# And the journey starts again... Comet, the lazy arab



## countrylove (Oct 18, 2012)

So some of you might remember us... I took a year off due to pregnancy and complications but now have a beautiful 4 month old daughter who was worth every minute of it. Another exciting event is that Comet is now in my backyard and we are jumping back on the training band wagon. You can look up her other thread for more info but I'll give a bit of back story here too. Comet came to the rescue I worked at in August 2012. She wasn't your typical rescue. She wasn't abused or neglected. She was spoiled to the point of founder and was one of the most disrespectful horses I've met because they let her get her way. They treated her like a puppy and she became dangerous. Luckily she wasn't aggressive or too alpha. I adopted her in November 2012 and worked with her until about June/July 2013. We started from scratch because she had a million holes. We went from not being able to get a saddle near her to riding out on BLM alone. After basically a year off, she's very rusty. She has never bucked before but recently started under saddle so back to the beginning we go. Her ground work is coming along really well and our goal is showmanship ready by July and parade ready by September. I'll be posting videos and pictures of our progress and advice is always welcome. Thanks for reading and I hope you enjoy our journey into the show world.
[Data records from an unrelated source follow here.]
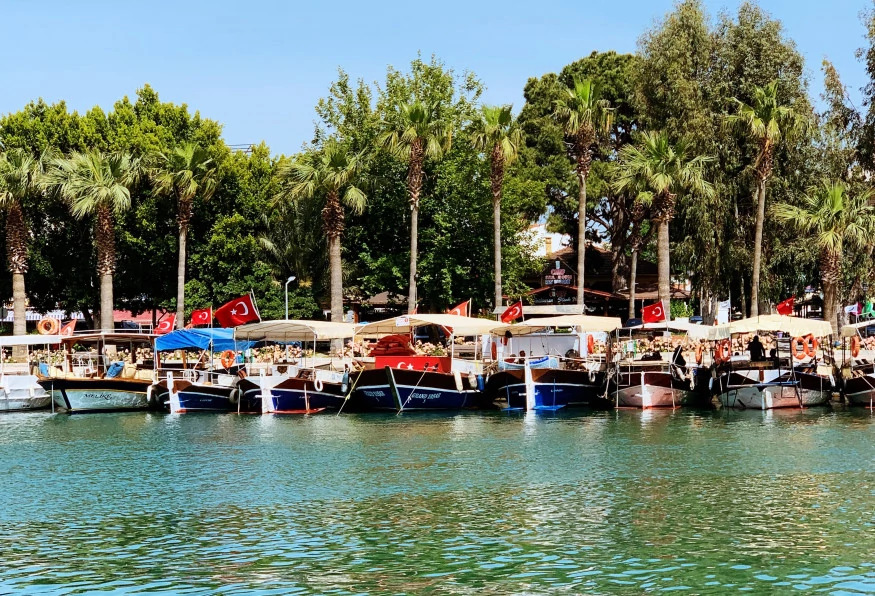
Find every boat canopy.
[490,315,623,335]
[235,319,355,342]
[0,335,61,348]
[355,314,496,336]
[710,315,832,339]
[155,327,254,352]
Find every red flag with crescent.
[641,301,666,323]
[191,307,213,326]
[216,294,261,327]
[501,300,523,323]
[155,315,176,335]
[447,300,471,317]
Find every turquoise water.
[0,410,875,594]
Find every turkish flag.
[216,294,261,327]
[191,307,213,326]
[447,300,471,317]
[501,300,523,323]
[775,296,796,315]
[155,315,176,335]
[641,301,666,323]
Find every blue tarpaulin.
[155,327,255,352]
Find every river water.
[0,410,875,594]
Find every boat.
[349,314,496,412]
[841,320,875,410]
[37,331,155,413]
[149,327,261,414]
[0,335,61,412]
[712,315,835,410]
[235,320,355,414]
[608,321,712,409]
[486,315,621,410]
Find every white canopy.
[490,315,623,335]
[234,319,355,341]
[0,335,61,348]
[356,314,496,336]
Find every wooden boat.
[486,315,621,410]
[37,331,155,413]
[712,315,835,410]
[235,320,355,414]
[0,335,61,412]
[348,314,495,412]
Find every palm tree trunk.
[176,224,188,329]
[629,248,638,319]
[577,167,586,309]
[750,178,766,317]
[656,219,671,300]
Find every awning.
[235,319,355,342]
[155,327,254,352]
[491,315,623,335]
[355,314,497,336]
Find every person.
[747,335,766,362]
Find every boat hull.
[40,379,151,413]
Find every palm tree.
[471,105,523,306]
[379,100,453,313]
[277,139,366,321]
[152,142,218,329]
[613,132,714,300]
[724,81,809,317]
[553,79,613,306]
[0,149,50,335]
[46,150,141,331]
[772,181,875,332]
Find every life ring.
[221,350,237,368]
[36,317,61,335]
[790,336,808,360]
[803,333,817,358]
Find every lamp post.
[286,275,296,321]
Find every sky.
[0,0,871,154]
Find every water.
[0,410,875,594]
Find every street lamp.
[286,275,296,321]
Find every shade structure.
[356,314,496,336]
[234,319,355,343]
[490,315,623,335]
[155,327,254,352]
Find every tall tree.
[380,100,452,313]
[277,138,366,321]
[471,105,523,307]
[614,132,714,300]
[725,81,808,317]
[45,150,141,331]
[151,142,217,329]
[0,149,48,335]
[772,181,875,332]
[553,79,613,306]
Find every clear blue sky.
[0,0,868,153]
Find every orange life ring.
[802,333,817,358]
[790,337,809,360]
[36,317,61,335]
[221,350,237,368]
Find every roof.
[492,315,623,335]
[356,314,496,336]
[235,319,355,342]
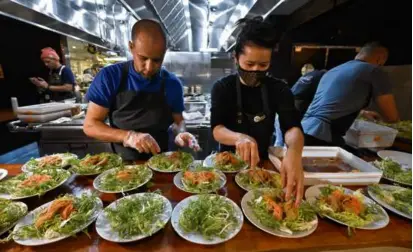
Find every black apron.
[220,76,275,160]
[109,61,173,161]
[45,65,75,101]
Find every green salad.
[104,193,169,239]
[0,169,70,198]
[213,151,248,172]
[379,121,412,140]
[235,169,281,190]
[181,168,225,193]
[70,152,122,175]
[0,199,27,232]
[369,185,412,215]
[179,194,240,240]
[97,165,152,192]
[374,158,412,185]
[148,151,194,172]
[247,189,317,234]
[11,194,100,239]
[25,153,76,171]
[315,186,384,228]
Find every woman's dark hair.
[234,16,277,58]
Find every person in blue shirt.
[83,19,199,161]
[301,42,399,146]
[274,67,326,146]
[30,47,75,102]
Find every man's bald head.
[129,19,166,79]
[356,42,389,66]
[131,19,166,47]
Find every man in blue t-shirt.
[302,42,399,146]
[83,19,199,160]
[30,47,75,102]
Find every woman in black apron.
[30,47,75,102]
[211,19,304,205]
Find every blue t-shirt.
[87,61,185,113]
[302,60,391,142]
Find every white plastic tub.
[344,120,398,148]
[268,147,382,185]
[17,110,72,123]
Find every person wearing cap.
[30,47,75,102]
[211,19,304,205]
[83,19,199,161]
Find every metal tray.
[268,147,383,185]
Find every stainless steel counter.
[9,116,218,159]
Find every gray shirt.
[302,60,391,142]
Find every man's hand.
[360,110,382,122]
[175,132,201,151]
[235,134,260,168]
[123,131,161,155]
[35,77,49,88]
[280,150,304,207]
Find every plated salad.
[314,185,386,228]
[0,169,70,199]
[368,185,412,218]
[71,152,122,175]
[213,151,248,172]
[101,193,172,241]
[176,168,226,193]
[179,194,242,240]
[373,158,412,185]
[235,168,281,191]
[10,193,102,245]
[22,153,77,172]
[243,188,318,237]
[0,199,27,235]
[148,151,194,172]
[93,165,152,193]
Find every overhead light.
[208,0,225,6]
[104,57,127,61]
[199,48,219,52]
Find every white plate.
[147,151,194,173]
[235,169,281,191]
[367,184,412,220]
[203,153,248,173]
[0,168,9,180]
[171,194,244,245]
[21,153,77,172]
[241,190,318,238]
[93,165,153,193]
[0,170,71,200]
[96,193,172,243]
[0,201,27,235]
[174,169,227,193]
[305,184,390,230]
[377,150,412,170]
[73,156,123,176]
[13,194,103,246]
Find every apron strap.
[108,61,129,153]
[236,76,271,124]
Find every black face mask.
[237,65,267,87]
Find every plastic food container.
[268,147,383,185]
[17,110,72,123]
[344,120,398,148]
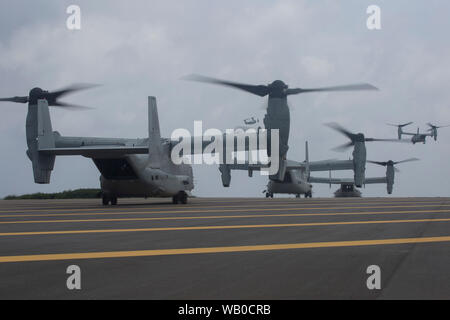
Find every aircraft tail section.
[305,141,310,179]
[26,99,55,184]
[148,97,162,169]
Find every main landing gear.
[102,194,117,206]
[172,191,187,204]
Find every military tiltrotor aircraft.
[184,75,378,181]
[308,158,419,198]
[219,123,404,197]
[0,85,200,205]
[388,122,450,144]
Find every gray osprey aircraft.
[0,85,194,205]
[219,123,398,197]
[309,158,419,197]
[184,75,378,181]
[388,122,450,144]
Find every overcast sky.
[0,0,450,197]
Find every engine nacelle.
[219,164,231,188]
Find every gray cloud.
[0,0,450,196]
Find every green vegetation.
[4,189,102,200]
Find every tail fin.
[26,99,55,184]
[148,97,162,169]
[305,141,310,179]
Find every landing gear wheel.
[102,195,109,206]
[180,192,187,204]
[172,191,187,204]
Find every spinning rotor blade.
[0,84,98,109]
[286,83,378,95]
[394,158,419,164]
[45,83,98,107]
[387,121,413,128]
[52,101,93,110]
[325,122,356,140]
[366,160,387,167]
[0,96,28,103]
[331,141,354,152]
[364,138,402,142]
[182,74,270,97]
[427,122,450,131]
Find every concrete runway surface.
[0,198,450,299]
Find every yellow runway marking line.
[0,209,450,225]
[0,236,450,263]
[0,204,450,219]
[0,201,450,217]
[0,218,450,236]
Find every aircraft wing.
[309,160,353,171]
[364,177,387,184]
[223,159,353,171]
[39,145,148,158]
[308,177,355,184]
[308,177,387,184]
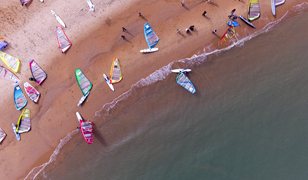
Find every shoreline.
[1,0,306,179]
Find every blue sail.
[144,23,159,49]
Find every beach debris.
[76,112,93,144]
[56,26,72,53]
[0,66,20,85]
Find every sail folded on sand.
[144,23,159,49]
[75,69,92,95]
[29,59,47,85]
[14,85,28,110]
[16,109,31,133]
[0,51,20,73]
[0,66,20,84]
[57,26,72,53]
[0,127,6,143]
[220,26,235,43]
[110,58,122,84]
[176,72,196,94]
[248,0,261,21]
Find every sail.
[16,109,31,133]
[176,72,196,93]
[57,26,72,53]
[248,0,260,21]
[0,127,6,143]
[0,51,20,72]
[79,120,93,144]
[14,85,28,110]
[29,59,47,85]
[20,0,31,6]
[0,66,20,84]
[110,58,122,84]
[75,69,92,95]
[220,26,235,43]
[24,82,40,104]
[144,23,159,49]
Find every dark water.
[25,4,308,180]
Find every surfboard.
[14,85,28,110]
[77,91,90,106]
[171,69,191,73]
[140,48,158,53]
[240,15,256,28]
[76,112,93,144]
[271,0,276,16]
[227,21,240,27]
[12,123,20,141]
[103,74,114,91]
[0,51,20,73]
[51,10,66,27]
[24,82,40,104]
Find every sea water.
[28,3,308,180]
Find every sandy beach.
[0,0,307,179]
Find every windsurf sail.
[14,85,27,110]
[248,0,261,21]
[0,66,20,84]
[16,109,31,133]
[75,69,92,95]
[144,23,159,49]
[110,58,122,84]
[0,51,20,72]
[0,127,6,143]
[176,72,196,94]
[220,26,235,43]
[29,59,47,85]
[57,26,72,53]
[20,0,31,6]
[24,82,40,104]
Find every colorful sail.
[248,0,261,21]
[20,0,31,6]
[29,59,47,85]
[110,58,122,84]
[24,82,40,104]
[0,51,20,72]
[0,66,20,84]
[57,26,72,53]
[75,69,92,95]
[16,109,31,133]
[144,23,159,49]
[220,26,235,43]
[76,112,93,144]
[14,85,28,110]
[176,72,196,94]
[0,127,6,143]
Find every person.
[189,25,195,31]
[202,11,206,17]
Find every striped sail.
[75,69,92,95]
[176,72,196,93]
[0,66,20,84]
[0,51,20,72]
[110,58,122,84]
[144,23,159,49]
[29,59,47,85]
[248,0,260,21]
[16,109,31,133]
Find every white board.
[140,48,158,53]
[171,69,191,73]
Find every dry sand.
[0,0,307,179]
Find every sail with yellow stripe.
[110,58,122,84]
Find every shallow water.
[25,2,308,180]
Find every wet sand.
[0,0,306,179]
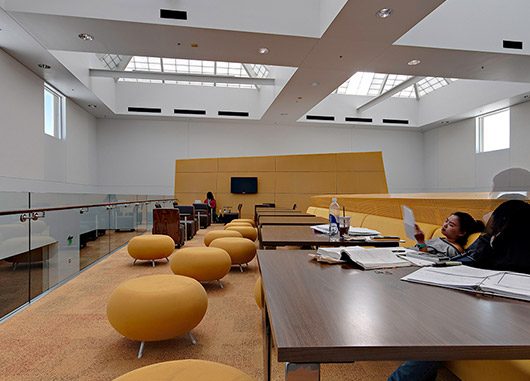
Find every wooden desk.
[258,250,530,381]
[258,216,328,226]
[258,225,399,249]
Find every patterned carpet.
[0,225,452,381]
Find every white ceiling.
[0,0,530,127]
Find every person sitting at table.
[412,212,484,258]
[204,192,217,222]
[388,200,530,381]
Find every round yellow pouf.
[204,230,243,246]
[107,275,208,341]
[169,247,232,287]
[225,225,258,241]
[210,237,256,265]
[127,234,175,266]
[114,360,253,381]
[232,218,256,227]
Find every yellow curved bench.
[107,275,208,358]
[114,360,254,381]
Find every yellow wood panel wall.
[175,152,388,218]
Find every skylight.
[119,56,269,89]
[336,71,453,98]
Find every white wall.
[97,119,423,194]
[424,102,530,192]
[0,50,97,192]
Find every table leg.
[261,300,272,381]
[285,362,320,381]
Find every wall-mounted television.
[230,177,258,194]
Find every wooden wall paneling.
[276,154,336,172]
[218,156,275,172]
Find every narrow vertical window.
[476,109,510,153]
[44,84,64,139]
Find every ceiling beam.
[357,77,425,112]
[90,69,274,86]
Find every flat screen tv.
[230,177,258,194]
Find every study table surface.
[258,250,530,380]
[259,225,399,248]
[258,216,328,226]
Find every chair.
[151,208,184,248]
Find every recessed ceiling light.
[78,33,94,41]
[376,8,392,19]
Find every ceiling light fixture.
[376,8,392,19]
[77,33,94,41]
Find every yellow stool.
[169,247,232,288]
[107,275,208,358]
[204,230,243,246]
[114,360,255,381]
[225,225,258,241]
[210,237,256,272]
[232,218,256,227]
[127,234,175,267]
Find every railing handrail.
[0,198,178,216]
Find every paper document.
[317,247,412,270]
[401,266,530,301]
[311,224,380,236]
[401,205,416,239]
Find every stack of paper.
[311,224,380,236]
[401,266,530,301]
[317,247,412,270]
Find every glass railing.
[0,192,173,319]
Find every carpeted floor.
[0,225,452,381]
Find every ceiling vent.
[383,119,409,124]
[217,111,248,117]
[127,107,162,114]
[344,116,373,123]
[305,115,335,121]
[502,40,523,50]
[160,9,188,20]
[173,108,206,115]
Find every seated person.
[388,200,530,381]
[412,212,484,258]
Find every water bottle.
[329,197,340,237]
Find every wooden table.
[258,225,399,249]
[258,250,530,381]
[258,216,328,226]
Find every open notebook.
[317,246,412,270]
[401,266,530,301]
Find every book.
[317,246,412,270]
[311,224,380,236]
[401,266,530,301]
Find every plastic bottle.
[329,197,340,237]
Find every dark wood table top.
[259,225,399,248]
[258,216,328,225]
[258,250,530,363]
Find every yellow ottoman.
[169,246,230,288]
[225,225,258,241]
[204,230,243,246]
[210,237,256,272]
[232,218,256,227]
[114,360,255,381]
[127,234,175,267]
[107,275,208,358]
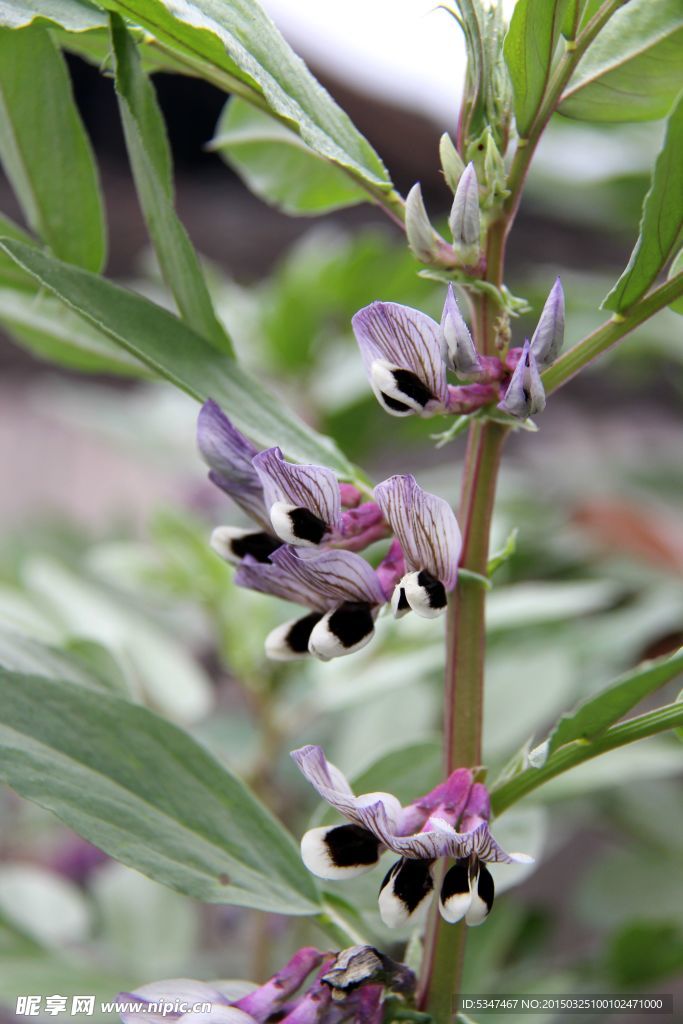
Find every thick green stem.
[490,701,683,814]
[419,422,507,1024]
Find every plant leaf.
[0,240,357,478]
[0,27,106,270]
[558,0,683,121]
[209,96,368,214]
[669,249,683,316]
[0,670,319,914]
[0,0,106,32]
[111,14,232,352]
[503,0,567,138]
[602,92,683,313]
[548,648,683,755]
[102,0,392,193]
[0,284,151,377]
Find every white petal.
[399,572,446,618]
[210,526,249,565]
[270,502,324,548]
[301,825,380,881]
[265,612,322,662]
[370,359,424,416]
[308,602,375,662]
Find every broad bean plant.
[0,0,683,1024]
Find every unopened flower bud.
[531,278,564,370]
[483,132,510,207]
[438,131,465,193]
[449,163,480,264]
[405,182,444,263]
[441,285,482,377]
[498,339,546,420]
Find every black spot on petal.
[285,611,323,654]
[380,391,413,413]
[380,857,434,913]
[230,530,283,562]
[418,569,447,608]
[325,825,380,867]
[328,601,375,647]
[477,864,496,910]
[391,370,434,409]
[288,508,328,544]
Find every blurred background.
[0,0,683,1024]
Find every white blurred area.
[262,0,471,128]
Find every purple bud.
[531,278,564,370]
[498,339,546,420]
[233,946,325,1024]
[449,163,481,263]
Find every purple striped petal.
[375,474,462,590]
[271,546,385,609]
[531,278,564,370]
[429,818,533,864]
[498,339,546,420]
[441,285,483,377]
[253,447,341,530]
[197,398,270,529]
[234,548,330,611]
[357,800,449,860]
[233,946,325,1024]
[352,302,449,416]
[291,744,401,831]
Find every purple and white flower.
[292,745,531,928]
[197,398,283,564]
[253,447,387,551]
[351,302,449,416]
[197,399,387,564]
[234,546,396,662]
[375,475,462,618]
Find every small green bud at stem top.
[438,131,465,193]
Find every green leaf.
[0,240,357,478]
[0,284,150,377]
[559,0,683,121]
[112,14,232,352]
[102,0,392,193]
[548,648,683,755]
[0,626,109,690]
[669,249,683,316]
[602,93,683,313]
[0,213,36,292]
[0,671,319,914]
[209,96,368,214]
[0,0,106,32]
[0,28,106,270]
[503,0,567,138]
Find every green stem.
[543,273,683,394]
[418,422,507,1024]
[490,701,683,814]
[504,0,628,230]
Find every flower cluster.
[352,278,564,419]
[198,400,461,660]
[292,745,531,928]
[117,946,415,1024]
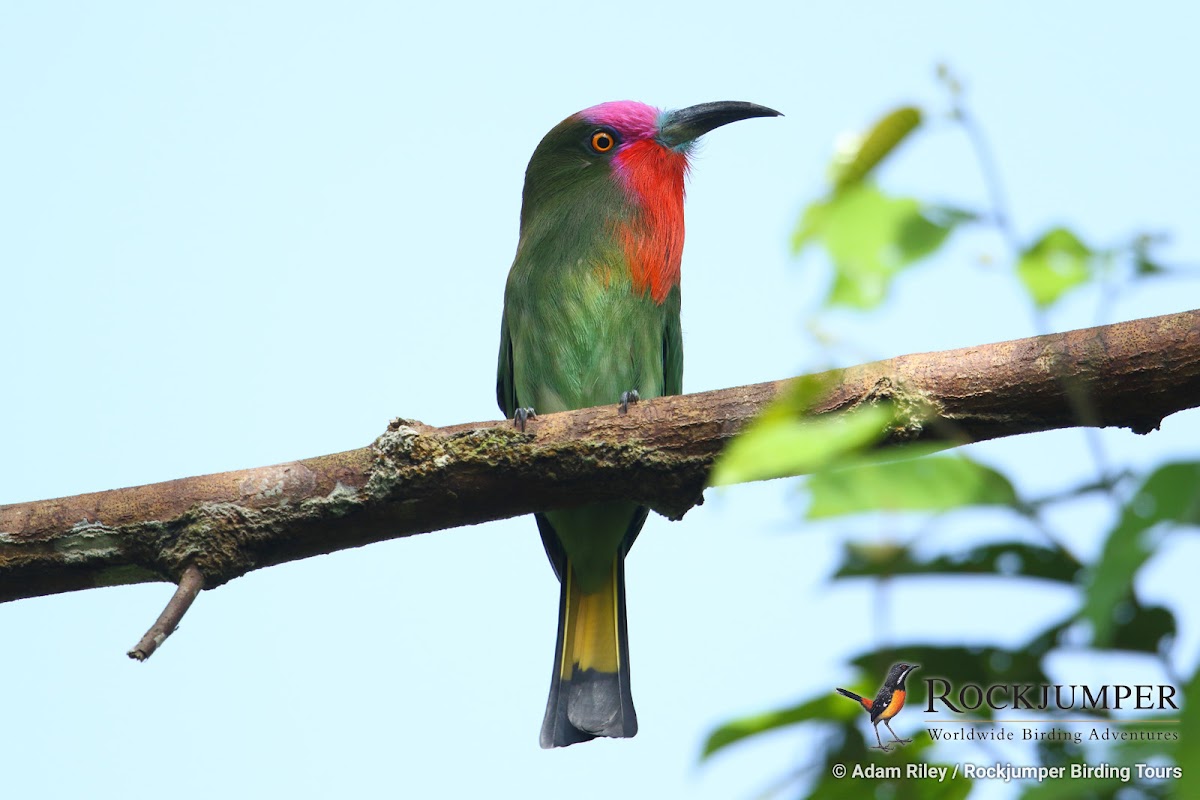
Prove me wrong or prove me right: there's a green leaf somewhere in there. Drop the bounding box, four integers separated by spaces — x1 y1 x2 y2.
701 690 840 760
832 106 922 192
792 184 974 308
709 404 895 486
1016 228 1093 308
806 456 1016 519
1080 462 1200 648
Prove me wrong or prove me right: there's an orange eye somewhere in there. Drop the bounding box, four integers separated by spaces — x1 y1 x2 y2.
592 131 617 152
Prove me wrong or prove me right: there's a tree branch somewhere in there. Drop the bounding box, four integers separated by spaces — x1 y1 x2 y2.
0 311 1200 614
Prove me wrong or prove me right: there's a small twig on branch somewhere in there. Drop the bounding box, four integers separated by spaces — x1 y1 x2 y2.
127 565 204 661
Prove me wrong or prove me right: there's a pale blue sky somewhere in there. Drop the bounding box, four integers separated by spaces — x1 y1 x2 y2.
0 2 1200 800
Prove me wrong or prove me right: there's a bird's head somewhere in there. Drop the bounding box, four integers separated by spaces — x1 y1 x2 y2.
887 662 920 688
521 101 779 231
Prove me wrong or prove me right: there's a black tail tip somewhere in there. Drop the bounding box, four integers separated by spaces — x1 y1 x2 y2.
540 669 637 750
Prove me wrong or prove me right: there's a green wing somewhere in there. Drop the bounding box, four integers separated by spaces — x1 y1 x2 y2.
662 287 683 395
496 312 517 419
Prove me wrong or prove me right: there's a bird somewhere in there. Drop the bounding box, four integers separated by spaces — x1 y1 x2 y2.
838 662 920 752
496 101 780 748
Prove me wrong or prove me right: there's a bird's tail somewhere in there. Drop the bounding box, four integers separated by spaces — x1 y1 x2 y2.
838 687 875 711
541 552 637 747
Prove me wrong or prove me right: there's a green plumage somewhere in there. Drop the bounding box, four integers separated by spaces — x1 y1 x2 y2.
497 113 683 747
496 101 778 747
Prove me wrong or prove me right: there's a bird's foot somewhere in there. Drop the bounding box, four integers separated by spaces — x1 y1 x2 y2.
512 408 538 433
617 389 642 414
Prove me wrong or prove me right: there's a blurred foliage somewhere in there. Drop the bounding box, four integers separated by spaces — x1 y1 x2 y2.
702 67 1200 800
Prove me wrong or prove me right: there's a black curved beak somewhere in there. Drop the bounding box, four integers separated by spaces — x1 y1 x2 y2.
659 100 782 148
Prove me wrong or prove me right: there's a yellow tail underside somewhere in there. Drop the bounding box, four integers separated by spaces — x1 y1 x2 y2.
560 560 620 680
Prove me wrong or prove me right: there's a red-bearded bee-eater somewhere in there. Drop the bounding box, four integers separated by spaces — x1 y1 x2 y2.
496 101 779 747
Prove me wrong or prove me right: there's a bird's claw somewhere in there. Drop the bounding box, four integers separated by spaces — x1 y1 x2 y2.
512 408 538 433
617 389 642 414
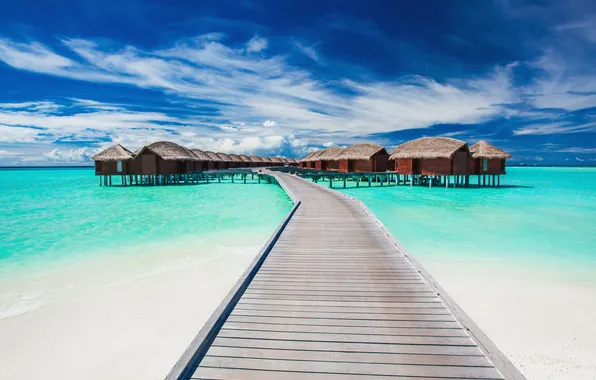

*Comet is a 9-11 year old Arab. I will include pictures and her allbreeds pedigree link in my next post.

*Current diet: grass hay 2x a day and trace mineral block available at all times. She gets some fresh grass from her 20,000 sq ft pen.

Exercise: 30-60 minutes of ground work per day with 1 day off a week. Plans are to increase to 90 minutes (not mindless lunging either, showmanship patterns and cavaletti are what I'm doing) and hopefully switch to saddle work the beginning of June with showmanship preparation in the mix.
_Posted via Mobile Device_


----------